On the screens, beside each exhibit, visitors can easily find information about the exhibit in detail and zoom in on high-definition pictures, large enough to discern even tiny strokes.

"It's wonderful. I could see much clearer this way than pressing my face onto the glass surrounding the exhibits," said Chen, a near-sighted college sophomore from Jiangsu Province who declined to give his full name. "This is what a museum should be."

The Forbidden City was listed as a World Heritage Site in 1987 by UNESCO with the largest collection of preserved ancient wooden structures in the world.

Despite more than eight million visitors annually, knowledge of its architecture and antique collections have been largely unknown to the public. Many visitors come to the palace only to boast that they have been in the emperor's bedroom.

"That's why we are committed to digital technology. It could make learning more attractive," said Hu.


About 200,000 users have registered in the museum's "Virtual Forbidden City" online travel community or "Beyond Time and Space", a project which kicked off last October jointly with IBM.

A click of the mouse, and the Chinese cultural beginner can take a three-dimensional tour of the 725,000-sq-m museum.
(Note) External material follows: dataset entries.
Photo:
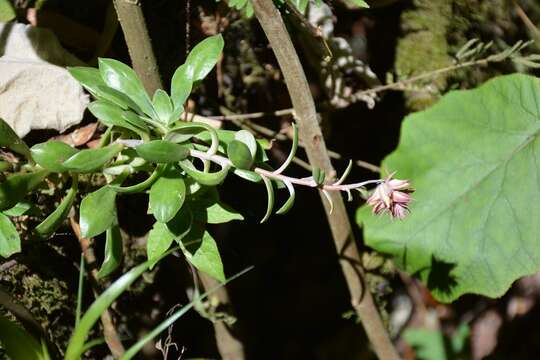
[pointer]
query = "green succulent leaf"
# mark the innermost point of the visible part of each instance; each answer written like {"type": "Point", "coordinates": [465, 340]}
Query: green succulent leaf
{"type": "Point", "coordinates": [473, 158]}
{"type": "Point", "coordinates": [209, 179]}
{"type": "Point", "coordinates": [219, 213]}
{"type": "Point", "coordinates": [10, 242]}
{"type": "Point", "coordinates": [15, 187]}
{"type": "Point", "coordinates": [167, 195]}
{"type": "Point", "coordinates": [12, 141]}
{"type": "Point", "coordinates": [201, 250]}
{"type": "Point", "coordinates": [162, 106]}
{"type": "Point", "coordinates": [240, 155]}
{"type": "Point", "coordinates": [51, 155]}
{"type": "Point", "coordinates": [19, 209]}
{"type": "Point", "coordinates": [248, 139]}
{"type": "Point", "coordinates": [162, 151]}
{"type": "Point", "coordinates": [19, 344]}
{"type": "Point", "coordinates": [113, 252]}
{"type": "Point", "coordinates": [7, 12]}
{"type": "Point", "coordinates": [159, 241]}
{"type": "Point", "coordinates": [248, 175]}
{"type": "Point", "coordinates": [55, 219]}
{"type": "Point", "coordinates": [270, 200]}
{"type": "Point", "coordinates": [90, 79]}
{"type": "Point", "coordinates": [122, 78]}
{"type": "Point", "coordinates": [98, 212]}
{"type": "Point", "coordinates": [181, 85]}
{"type": "Point", "coordinates": [290, 202]}
{"type": "Point", "coordinates": [203, 57]}
{"type": "Point", "coordinates": [89, 160]}
{"type": "Point", "coordinates": [112, 115]}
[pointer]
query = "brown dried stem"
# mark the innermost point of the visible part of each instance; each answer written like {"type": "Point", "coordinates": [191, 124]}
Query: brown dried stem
{"type": "Point", "coordinates": [310, 132]}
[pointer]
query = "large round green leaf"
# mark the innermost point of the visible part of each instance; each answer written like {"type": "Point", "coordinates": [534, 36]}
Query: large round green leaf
{"type": "Point", "coordinates": [474, 159]}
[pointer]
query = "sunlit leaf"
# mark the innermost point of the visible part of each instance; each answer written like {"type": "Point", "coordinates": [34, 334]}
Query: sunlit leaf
{"type": "Point", "coordinates": [12, 141]}
{"type": "Point", "coordinates": [203, 57]}
{"type": "Point", "coordinates": [113, 252]}
{"type": "Point", "coordinates": [51, 155]}
{"type": "Point", "coordinates": [121, 77]}
{"type": "Point", "coordinates": [112, 115]}
{"type": "Point", "coordinates": [159, 240]}
{"type": "Point", "coordinates": [98, 212]}
{"type": "Point", "coordinates": [209, 179]}
{"type": "Point", "coordinates": [473, 159]}
{"type": "Point", "coordinates": [162, 106]}
{"type": "Point", "coordinates": [240, 155]}
{"type": "Point", "coordinates": [89, 160]}
{"type": "Point", "coordinates": [202, 252]}
{"type": "Point", "coordinates": [15, 187]}
{"type": "Point", "coordinates": [55, 219]}
{"type": "Point", "coordinates": [10, 242]}
{"type": "Point", "coordinates": [162, 151]}
{"type": "Point", "coordinates": [181, 85]}
{"type": "Point", "coordinates": [248, 139]}
{"type": "Point", "coordinates": [167, 195]}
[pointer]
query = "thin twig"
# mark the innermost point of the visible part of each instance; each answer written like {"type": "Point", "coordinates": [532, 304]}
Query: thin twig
{"type": "Point", "coordinates": [398, 85]}
{"type": "Point", "coordinates": [138, 41]}
{"type": "Point", "coordinates": [109, 332]}
{"type": "Point", "coordinates": [311, 134]}
{"type": "Point", "coordinates": [527, 21]}
{"type": "Point", "coordinates": [269, 133]}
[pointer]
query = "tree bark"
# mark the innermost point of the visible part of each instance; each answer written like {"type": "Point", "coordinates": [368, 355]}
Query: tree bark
{"type": "Point", "coordinates": [139, 44]}
{"type": "Point", "coordinates": [311, 135]}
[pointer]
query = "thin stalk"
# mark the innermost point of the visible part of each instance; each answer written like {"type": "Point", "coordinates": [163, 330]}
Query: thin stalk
{"type": "Point", "coordinates": [310, 132]}
{"type": "Point", "coordinates": [133, 25]}
{"type": "Point", "coordinates": [80, 291]}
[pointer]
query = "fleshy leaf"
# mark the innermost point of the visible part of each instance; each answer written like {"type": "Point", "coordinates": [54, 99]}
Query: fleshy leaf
{"type": "Point", "coordinates": [203, 57]}
{"type": "Point", "coordinates": [112, 115]}
{"type": "Point", "coordinates": [209, 179]}
{"type": "Point", "coordinates": [12, 141]}
{"type": "Point", "coordinates": [181, 85]}
{"type": "Point", "coordinates": [10, 242]}
{"type": "Point", "coordinates": [55, 219]}
{"type": "Point", "coordinates": [473, 159]}
{"type": "Point", "coordinates": [89, 160]}
{"type": "Point", "coordinates": [159, 240]}
{"type": "Point", "coordinates": [202, 252]}
{"type": "Point", "coordinates": [113, 252]}
{"type": "Point", "coordinates": [162, 151]}
{"type": "Point", "coordinates": [98, 212]}
{"type": "Point", "coordinates": [121, 77]}
{"type": "Point", "coordinates": [15, 187]}
{"type": "Point", "coordinates": [51, 154]}
{"type": "Point", "coordinates": [248, 139]}
{"type": "Point", "coordinates": [167, 195]}
{"type": "Point", "coordinates": [240, 155]}
{"type": "Point", "coordinates": [162, 106]}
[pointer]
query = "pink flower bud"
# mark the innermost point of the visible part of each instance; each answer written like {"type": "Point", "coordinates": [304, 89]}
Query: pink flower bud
{"type": "Point", "coordinates": [392, 196]}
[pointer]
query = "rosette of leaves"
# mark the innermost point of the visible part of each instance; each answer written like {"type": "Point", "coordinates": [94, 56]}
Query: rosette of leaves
{"type": "Point", "coordinates": [184, 160]}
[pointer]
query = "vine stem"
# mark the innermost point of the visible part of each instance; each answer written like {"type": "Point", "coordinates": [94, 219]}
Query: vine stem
{"type": "Point", "coordinates": [304, 108]}
{"type": "Point", "coordinates": [109, 331]}
{"type": "Point", "coordinates": [308, 181]}
{"type": "Point", "coordinates": [133, 25]}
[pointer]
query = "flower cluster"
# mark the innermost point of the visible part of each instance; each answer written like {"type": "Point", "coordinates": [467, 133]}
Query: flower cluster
{"type": "Point", "coordinates": [391, 196]}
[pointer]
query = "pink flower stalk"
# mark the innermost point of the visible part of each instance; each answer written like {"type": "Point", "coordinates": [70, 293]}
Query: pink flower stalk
{"type": "Point", "coordinates": [392, 196]}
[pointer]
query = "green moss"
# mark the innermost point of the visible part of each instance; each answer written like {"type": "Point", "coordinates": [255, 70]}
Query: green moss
{"type": "Point", "coordinates": [424, 47]}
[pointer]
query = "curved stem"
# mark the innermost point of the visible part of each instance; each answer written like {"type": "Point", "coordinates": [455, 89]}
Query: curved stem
{"type": "Point", "coordinates": [304, 108]}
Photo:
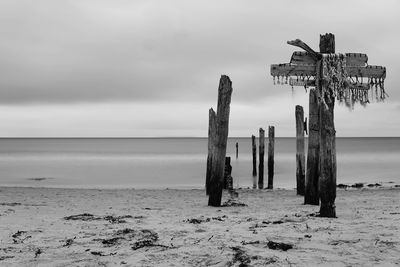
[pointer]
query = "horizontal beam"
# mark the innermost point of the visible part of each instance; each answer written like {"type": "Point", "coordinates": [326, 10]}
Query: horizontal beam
{"type": "Point", "coordinates": [376, 72]}
{"type": "Point", "coordinates": [356, 59]}
{"type": "Point", "coordinates": [307, 83]}
{"type": "Point", "coordinates": [292, 70]}
{"type": "Point", "coordinates": [352, 59]}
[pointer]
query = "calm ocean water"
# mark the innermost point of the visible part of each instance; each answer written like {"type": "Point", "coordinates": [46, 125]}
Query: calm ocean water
{"type": "Point", "coordinates": [175, 162]}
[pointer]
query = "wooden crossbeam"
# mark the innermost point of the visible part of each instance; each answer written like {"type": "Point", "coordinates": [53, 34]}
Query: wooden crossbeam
{"type": "Point", "coordinates": [377, 72]}
{"type": "Point", "coordinates": [352, 59]}
{"type": "Point", "coordinates": [292, 70]}
{"type": "Point", "coordinates": [307, 83]}
{"type": "Point", "coordinates": [288, 69]}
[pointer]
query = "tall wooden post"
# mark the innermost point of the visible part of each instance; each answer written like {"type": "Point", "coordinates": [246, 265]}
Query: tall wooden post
{"type": "Point", "coordinates": [211, 137]}
{"type": "Point", "coordinates": [221, 137]}
{"type": "Point", "coordinates": [336, 76]}
{"type": "Point", "coordinates": [327, 180]}
{"type": "Point", "coordinates": [300, 157]}
{"type": "Point", "coordinates": [312, 175]}
{"type": "Point", "coordinates": [261, 159]}
{"type": "Point", "coordinates": [254, 150]}
{"type": "Point", "coordinates": [271, 147]}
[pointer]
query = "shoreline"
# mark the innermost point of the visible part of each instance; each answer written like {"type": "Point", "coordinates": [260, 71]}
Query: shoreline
{"type": "Point", "coordinates": [345, 186]}
{"type": "Point", "coordinates": [147, 227]}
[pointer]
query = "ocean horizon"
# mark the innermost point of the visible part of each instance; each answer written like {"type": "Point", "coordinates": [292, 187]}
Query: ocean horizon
{"type": "Point", "coordinates": [175, 162]}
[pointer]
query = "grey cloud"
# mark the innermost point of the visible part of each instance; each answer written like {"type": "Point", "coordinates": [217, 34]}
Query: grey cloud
{"type": "Point", "coordinates": [71, 51]}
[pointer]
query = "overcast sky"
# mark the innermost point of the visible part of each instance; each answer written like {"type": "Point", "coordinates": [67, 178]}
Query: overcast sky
{"type": "Point", "coordinates": [151, 68]}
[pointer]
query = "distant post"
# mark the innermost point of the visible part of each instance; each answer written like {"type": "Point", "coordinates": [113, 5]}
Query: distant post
{"type": "Point", "coordinates": [215, 184]}
{"type": "Point", "coordinates": [300, 157]}
{"type": "Point", "coordinates": [271, 147]}
{"type": "Point", "coordinates": [261, 159]}
{"type": "Point", "coordinates": [237, 149]}
{"type": "Point", "coordinates": [211, 137]}
{"type": "Point", "coordinates": [312, 175]}
{"type": "Point", "coordinates": [254, 150]}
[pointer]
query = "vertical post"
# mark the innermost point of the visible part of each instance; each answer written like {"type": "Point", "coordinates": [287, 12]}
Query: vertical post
{"type": "Point", "coordinates": [237, 149]}
{"type": "Point", "coordinates": [271, 147]}
{"type": "Point", "coordinates": [228, 180]}
{"type": "Point", "coordinates": [327, 180]}
{"type": "Point", "coordinates": [300, 157]}
{"type": "Point", "coordinates": [261, 159]}
{"type": "Point", "coordinates": [312, 175]}
{"type": "Point", "coordinates": [254, 150]}
{"type": "Point", "coordinates": [211, 140]}
{"type": "Point", "coordinates": [219, 151]}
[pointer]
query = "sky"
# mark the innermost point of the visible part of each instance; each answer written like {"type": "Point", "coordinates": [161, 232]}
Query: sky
{"type": "Point", "coordinates": [147, 68]}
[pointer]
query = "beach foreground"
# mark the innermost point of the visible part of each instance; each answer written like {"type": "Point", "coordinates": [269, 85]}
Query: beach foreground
{"type": "Point", "coordinates": [177, 228]}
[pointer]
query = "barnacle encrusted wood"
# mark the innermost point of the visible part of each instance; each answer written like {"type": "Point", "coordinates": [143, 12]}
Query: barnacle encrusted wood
{"type": "Point", "coordinates": [348, 76]}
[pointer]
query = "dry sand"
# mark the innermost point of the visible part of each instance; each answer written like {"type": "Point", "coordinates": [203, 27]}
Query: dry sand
{"type": "Point", "coordinates": [155, 228]}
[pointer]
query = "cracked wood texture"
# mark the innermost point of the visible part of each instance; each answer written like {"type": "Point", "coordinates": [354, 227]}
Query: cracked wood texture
{"type": "Point", "coordinates": [261, 149]}
{"type": "Point", "coordinates": [300, 156]}
{"type": "Point", "coordinates": [327, 157]}
{"type": "Point", "coordinates": [271, 162]}
{"type": "Point", "coordinates": [312, 174]}
{"type": "Point", "coordinates": [220, 140]}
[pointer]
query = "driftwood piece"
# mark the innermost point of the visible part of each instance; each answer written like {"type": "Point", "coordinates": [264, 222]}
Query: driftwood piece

However, despite many initial registrations, the number of users online is leveling off.

Yang Shuo, a 25-year-old user of the website, said: "It really attracted me at first. But the content is limited. A digital tour takes only 15 minutes. You have few things to do if you log in twice."

Other users complain that the site is slow in general, and in changing scenes during the 3-D tour.

Guo Weide, manager of corporate citizenship and cooperate affairs for IBM Greater China Group, said: "We hope to make further developments together with the museum."

IBM produced a similar online museum, "Eternal Egypt," based on Egypt's pyramids.

"I'm sure the new website could make up for its shortcomings," said Hu. "And after all, the digital technology is a supplementary tool that attracts and helps people to understand."

It is "a great pity" that so many valuable artifacts are unknown to the world, and the new website should help change that, Hu said.